The air in the room felt suddenly tight. I stopped breathing. I hadn’t realized how close I’d come to failing. The power of my father’s spell was beyond my comprehension, the precision breathtaking,
but none of that would have mattered. His spell left a door open for my name.
My soul passport would have been enough. Father’s spell wouldn’t have protected my body from possession. The ghost could still have gotten into my skin and murdered my father.
The second spell was signed, Xian Zhengying, Maoshan Daoshi, Seventh Ordination.
I breathed deeply, taking it all in. “You idiot,” I sputtered.
Father and Liu Qiang had carved me up like a piece of meat. They took their knives and used my body as their magic battleground. Liu Qiang was far more powerful than me, but Father was far more powerful than Liu Qiang—and yet Father would have lost this battle for my body.
Liu Qiang was clever, I’d give him that. Apparently he’d been ordained into the Maoshan lineage. He must have known Father was stronger in the Dao. He made his spell so broad and monstrous so that Father wouldn’t know what he was really planning.
Father’s spell, the second series of cuts, wouldn’t have kept him safe. If I had lost the fight in the spirit world, Shi Jin would have robbed me of the soul passport. He would have risen up in my body. Father was probably so confident in the power of his magic that he wouldn’t have seen it coming when the ghost drove a knife into his heart.
My own father had cut a spell into my flesh, and it wasn’t even the right spell.

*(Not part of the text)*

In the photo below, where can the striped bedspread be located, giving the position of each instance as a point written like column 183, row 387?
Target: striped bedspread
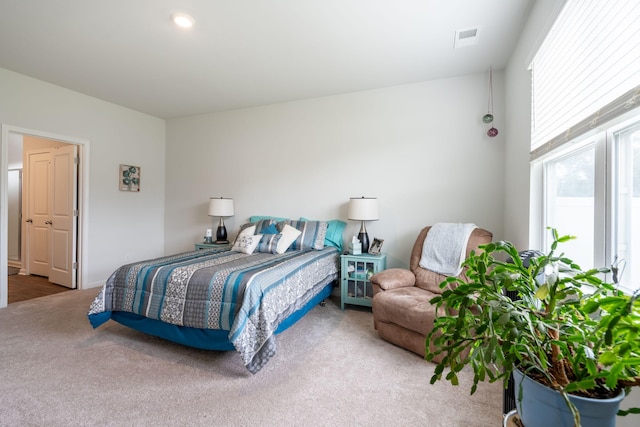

Every part of this deepened my sense of violation, of humiliation, and that drove my rage. I felt my face start to turn purple. My teeth clenched. I found my hands clutched into fists, and my fists were turning hard as iron. They say a good woman is a quiet woman, but I found myself shouting. No words came from my mouth, just incoherent sounds. I punched the air, knowing my fists swung with enough force to break boards if I struck them.